Weird advice, I realize, considering the whole idea of credit is the joy of spending money you don’t have. That said, paying 18% interest to a credit card company is pretty similar to throwing your cash out the window. I recommend getting a credit card because they are convenient and it’s important to build your credit – but only if you can pay off the minimum balance each month.
2. Pick a good credit card
…Preferably one that will give you rewards you will actually use (like cash back, but check the percentage, 1% cash back is not going to fund your trip to Tahiti) and has an easy online interface.
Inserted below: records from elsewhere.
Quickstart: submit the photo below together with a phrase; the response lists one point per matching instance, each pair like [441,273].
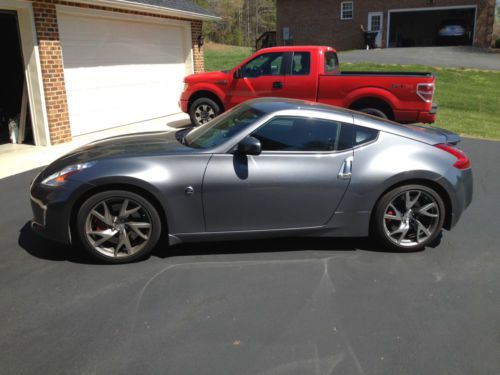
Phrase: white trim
[130,5]
[32,69]
[402,10]
[381,30]
[97,13]
[342,10]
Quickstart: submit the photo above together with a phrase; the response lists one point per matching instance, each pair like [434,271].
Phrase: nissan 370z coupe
[267,168]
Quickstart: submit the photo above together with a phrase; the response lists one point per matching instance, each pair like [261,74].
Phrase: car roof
[268,105]
[421,133]
[297,48]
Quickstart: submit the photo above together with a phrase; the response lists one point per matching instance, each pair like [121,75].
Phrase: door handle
[277,85]
[345,172]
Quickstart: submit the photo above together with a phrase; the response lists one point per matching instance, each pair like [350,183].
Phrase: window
[269,64]
[346,10]
[364,135]
[225,126]
[331,62]
[301,63]
[301,134]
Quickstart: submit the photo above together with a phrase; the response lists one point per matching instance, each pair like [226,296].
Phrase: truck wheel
[374,112]
[203,110]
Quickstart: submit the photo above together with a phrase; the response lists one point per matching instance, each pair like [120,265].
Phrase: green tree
[243,21]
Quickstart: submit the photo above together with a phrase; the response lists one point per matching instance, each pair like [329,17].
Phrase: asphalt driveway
[300,306]
[459,57]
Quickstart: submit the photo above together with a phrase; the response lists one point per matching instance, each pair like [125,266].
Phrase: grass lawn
[468,100]
[222,57]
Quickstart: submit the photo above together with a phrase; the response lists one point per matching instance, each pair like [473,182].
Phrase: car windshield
[223,127]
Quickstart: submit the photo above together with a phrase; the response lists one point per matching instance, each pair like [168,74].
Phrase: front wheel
[118,226]
[409,218]
[203,110]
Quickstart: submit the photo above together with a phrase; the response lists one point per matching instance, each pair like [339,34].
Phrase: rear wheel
[203,110]
[409,217]
[118,226]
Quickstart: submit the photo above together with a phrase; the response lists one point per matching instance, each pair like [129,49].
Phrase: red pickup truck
[310,73]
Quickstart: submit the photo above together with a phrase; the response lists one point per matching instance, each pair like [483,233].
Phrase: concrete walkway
[458,57]
[18,158]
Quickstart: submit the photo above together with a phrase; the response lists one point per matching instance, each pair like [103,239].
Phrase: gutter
[139,7]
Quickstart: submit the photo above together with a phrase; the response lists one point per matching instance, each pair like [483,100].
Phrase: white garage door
[121,71]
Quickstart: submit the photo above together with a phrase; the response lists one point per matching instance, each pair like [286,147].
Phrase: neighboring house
[399,23]
[96,64]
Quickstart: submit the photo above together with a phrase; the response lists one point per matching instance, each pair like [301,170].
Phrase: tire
[118,226]
[203,110]
[375,112]
[408,218]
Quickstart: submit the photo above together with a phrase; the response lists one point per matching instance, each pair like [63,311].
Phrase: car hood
[140,144]
[211,77]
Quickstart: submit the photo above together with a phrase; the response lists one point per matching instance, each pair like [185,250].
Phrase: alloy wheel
[411,218]
[118,227]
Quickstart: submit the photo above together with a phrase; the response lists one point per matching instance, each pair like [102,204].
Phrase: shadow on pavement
[44,248]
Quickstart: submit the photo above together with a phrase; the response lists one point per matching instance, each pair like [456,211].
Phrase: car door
[262,76]
[296,182]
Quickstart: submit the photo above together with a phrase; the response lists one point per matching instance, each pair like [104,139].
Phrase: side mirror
[249,146]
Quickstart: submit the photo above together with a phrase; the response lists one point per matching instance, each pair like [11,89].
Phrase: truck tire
[374,112]
[203,110]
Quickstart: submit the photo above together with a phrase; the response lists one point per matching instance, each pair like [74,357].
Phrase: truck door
[301,80]
[262,76]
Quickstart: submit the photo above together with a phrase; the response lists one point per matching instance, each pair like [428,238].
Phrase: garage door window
[346,10]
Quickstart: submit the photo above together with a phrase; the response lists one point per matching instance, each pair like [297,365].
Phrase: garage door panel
[119,72]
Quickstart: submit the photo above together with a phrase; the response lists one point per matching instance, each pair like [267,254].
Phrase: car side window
[301,63]
[268,64]
[299,134]
[364,135]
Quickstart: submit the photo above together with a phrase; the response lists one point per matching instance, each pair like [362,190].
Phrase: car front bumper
[52,209]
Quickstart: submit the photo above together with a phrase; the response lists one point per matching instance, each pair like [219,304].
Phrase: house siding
[51,61]
[319,21]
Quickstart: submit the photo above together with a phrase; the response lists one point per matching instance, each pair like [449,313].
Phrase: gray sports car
[267,168]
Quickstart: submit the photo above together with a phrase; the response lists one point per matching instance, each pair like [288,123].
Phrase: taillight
[425,91]
[463,162]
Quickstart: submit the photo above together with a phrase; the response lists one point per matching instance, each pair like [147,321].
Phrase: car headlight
[60,178]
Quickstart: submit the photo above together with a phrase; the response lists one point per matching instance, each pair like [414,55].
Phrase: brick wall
[52,71]
[198,58]
[52,64]
[318,21]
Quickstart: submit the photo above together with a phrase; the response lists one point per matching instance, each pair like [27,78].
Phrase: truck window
[268,64]
[300,134]
[331,62]
[301,63]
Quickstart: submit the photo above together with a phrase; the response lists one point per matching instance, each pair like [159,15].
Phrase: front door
[293,183]
[262,76]
[375,23]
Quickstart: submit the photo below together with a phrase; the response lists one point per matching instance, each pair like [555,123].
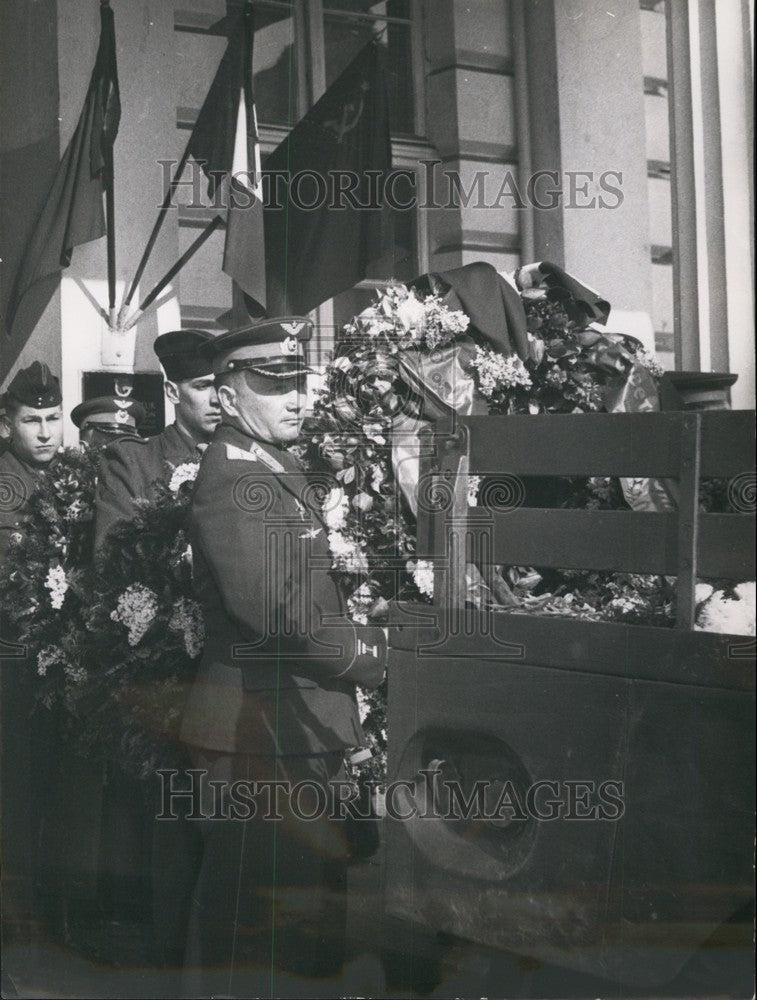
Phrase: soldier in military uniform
[34,422]
[275,696]
[164,870]
[103,419]
[131,467]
I’m a big fan of Capital One credit cards because they’re very customizable, customer service is good, and their website is easy to navigate.
For other card recommendations, check out credit card recommendations for new college grads on www.moneysmartlife.com and/or www.moneyunder30.com.
3. Get your FREE yearly credit report. Every year.
A better use of the time you spend facebook stalking ex-boyfriends and girlfriends, go to: www.AnnualCreditReport.com.
There are 3 companies that track your credit. Check all once per year or 1 every 4 months. Make sure to fix any mistakes before they can negatively affect your credit score (making it harder to borrow money for a home or other investment).
4. Ask for a lower rate!
Call your credit card company once every 6 months and ask for a lower rate. They’ll usually say yes, and while it’s best not to carry a balance, if you’re going to have a balance might as well have a low rate.